Vermont Workers’ Center Says Single Payer Possible by 2017
The Vermont Workers’ Center and the National Economic and Social Rights Initiative say single payer health care could still be on the table.
Building off the financing plan that Gov. Peter Shumlin used in deciding not to proceed with single payer, the study, published in February, says the state can use progressive tax structures to provide a universal program by 2017. (Full plan attached below).
The plan would give medical, dental and vision coverage for all Vermont residents, but would exclude those who work in Vermont but commute from other states.
The plan assumes the same 6 percent out-of-pocket costs as Shumlin’s report from Dec. 30, but proposes progressive income taxes, a progressive payroll tax on employers, taxing capital gains as income, and liquefying the assets of Blue Cross Blue Shield of Vermont into a reserve fund.
Ellen Schwartz, president of the Vermont Workers’ Center, said her organization began developing the alternative plan in December, immediately after Shumlin released the details that led him to put single payer on the back burner earlier that month.
Schwartz said the two organizations’ plan is “more equitable” than the governor’s because the organizations recommend a graduated payroll tax — starting at 4.1 percent for small companies and maxing out around 20 percent for the government and employers with 1,000 or more workers.
“One of the reasons the governor said (single payer) wouldn’t work for small businesses is he had an 11.5 percent flat payroll tax on all businesses,” Schwartz said, adding that her organization “wanted something that wouldn’t harm small businesses.”
Anja Rudiger, program director for the National Economic and Social Rights Initiative, said her organization considered the governor’s plan inequitable.
“We focus on equity in this report because that’s what we saw was the biggest shortfall in the governor’s report,” Rudiger said. “When we took a look at his proposal, we were actually not surprised.”
Similar to the governor’s plan, the organizations recommend a sliding scale tax on earned income of up to 9.5 percent. However, the groups call the governor’s plan to cap the income tax when a household reaches $27,500 in payments “regressive.” They recommend that all income above 523 percent of the federal poverty level be subject to the 9.5 percent tax.
The study recommends implementing a wage ratio aimed at eliminating the incentive for companies to lower wages as a way to lower payroll tax obligations, and includes a Medicare wrap-around to bring Medicare patients’ coverage up to the same level as Green Mountain Care.
Additionally, the study proposes repealing the law that allows high-income Vermonters to pay a lower percentage in taxes on capital gains than on earned income.
The study says repealing the capital gains tax exclusion would have generated $17.3 million in revenue in fiscal year 2013 and estimates that the state lost $7.8 million in 2012 from high-income households that benefit from the capital gains tax exclusion.
Jim Harrison, president of the Vermont Retail Association, said his group “appreciates” a graduated approach to the payroll tax that takes small businesses into account. However, the group does not have a position on the study in general.
“We would be concerned for what the impact would be on the economy at the higher levels,” Harrison said of the nearly 20 percent payroll tax on employers with more than 1,000 workers. “There could very well be some impacts.”

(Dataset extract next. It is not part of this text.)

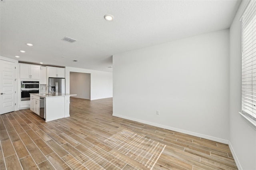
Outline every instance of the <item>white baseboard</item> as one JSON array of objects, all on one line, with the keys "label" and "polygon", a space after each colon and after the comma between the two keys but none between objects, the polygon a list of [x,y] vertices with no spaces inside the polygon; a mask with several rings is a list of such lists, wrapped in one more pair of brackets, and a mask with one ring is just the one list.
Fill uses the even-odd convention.
[{"label": "white baseboard", "polygon": [[229,140],[226,139],[224,139],[220,138],[216,138],[215,137],[211,136],[208,136],[205,134],[201,134],[200,133],[196,133],[193,132],[186,130],[183,129],[180,129],[179,128],[176,128],[173,127],[170,127],[168,126],[158,124],[157,123],[153,123],[152,122],[147,122],[146,121],[143,121],[142,120],[137,119],[134,119],[132,117],[124,116],[121,115],[113,114],[113,116],[115,116],[116,117],[120,117],[121,118],[125,119],[126,119],[130,120],[131,121],[133,121],[140,122],[141,123],[145,123],[147,125],[154,126],[155,127],[165,128],[166,129],[170,130],[171,130],[175,131],[176,132],[180,132],[181,133],[183,133],[186,134],[194,136],[195,136],[199,137],[200,138],[204,138],[205,139],[209,139],[210,140],[213,140],[216,142],[218,142],[220,143],[224,143],[225,144],[228,144],[229,142]]},{"label": "white baseboard", "polygon": [[237,168],[238,170],[242,170],[243,168],[242,168],[242,166],[240,164],[240,162],[239,162],[239,161],[238,160],[238,159],[236,154],[236,153],[235,152],[235,151],[233,148],[233,147],[232,146],[232,145],[231,144],[231,143],[230,143],[230,141],[228,142],[228,146],[229,146],[229,148],[231,151],[231,153],[232,153],[232,155],[233,155],[233,157],[234,158],[234,159],[235,160],[235,162],[236,162],[236,166],[237,166]]}]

Harrison estimated that the employer’s share of federal payroll taxes for Social Security and Medicare is around 7.7 percent; he said payroll taxes could cost around 9.5 percent for Vermont employers when you include what businesses spend on workers’ compensation and unemployment insurance.
“Payroll cost is often times the biggest single cost of every business,” Harrison said. “It would be very concerning if (large businesses) chose not to stay in the state.”
Betsy Bishop, president of the Vermont Chamber of Commerce, said the profit margins on her members are too thin to pass any more payroll taxes in the Legislature.
“We have a real concern about raising a payroll tax, using that as a funding source for any long-term state need,” Bishop said. “In our view, taxing payroll is in essence suppressing wages, and there’s no other place for it to come out than on that line item.”
To address the employer cost of workers’ compensation insurance, the organizations recommend phasing the costs into Green Mountain Care, but do not outline a period of time or method for doing so.
The study recommends integrating workers’ compensation into Green Mountain Care through a tax, saying that it would “streamline healthcare access for workers and would also reduce redundant administration.”
The organizations also recommend dissolving Blue Cross Blue Shield of Vermont and turning the Green Mountain Care Board into a public corporation. The state would then keep Blue Cross Blue Shield’s estimated $132 million in surplus, based on figures from 2013, to fund a reserve fund for Green Mountain Care.
The study says the $132 million figure is almost as much as the state needs for a reserve fund, and says the governor over budgeted when he planned a $200 million reserve fund in his Dec. 30 financing plan.
According to the study, Vermont should still work to obtain a federal Medicare and TRICARE waiver, negotiate prices with pharmaceutical companies, set rates for hospitals, include long-term care, and work toward a program with no out-of-pocket costs.
The groups say the plan can be implemented with a $362 million surplus by 2017. Schwartz said the Vermont Workers’ Center wants the Legislature to pass the plan this year.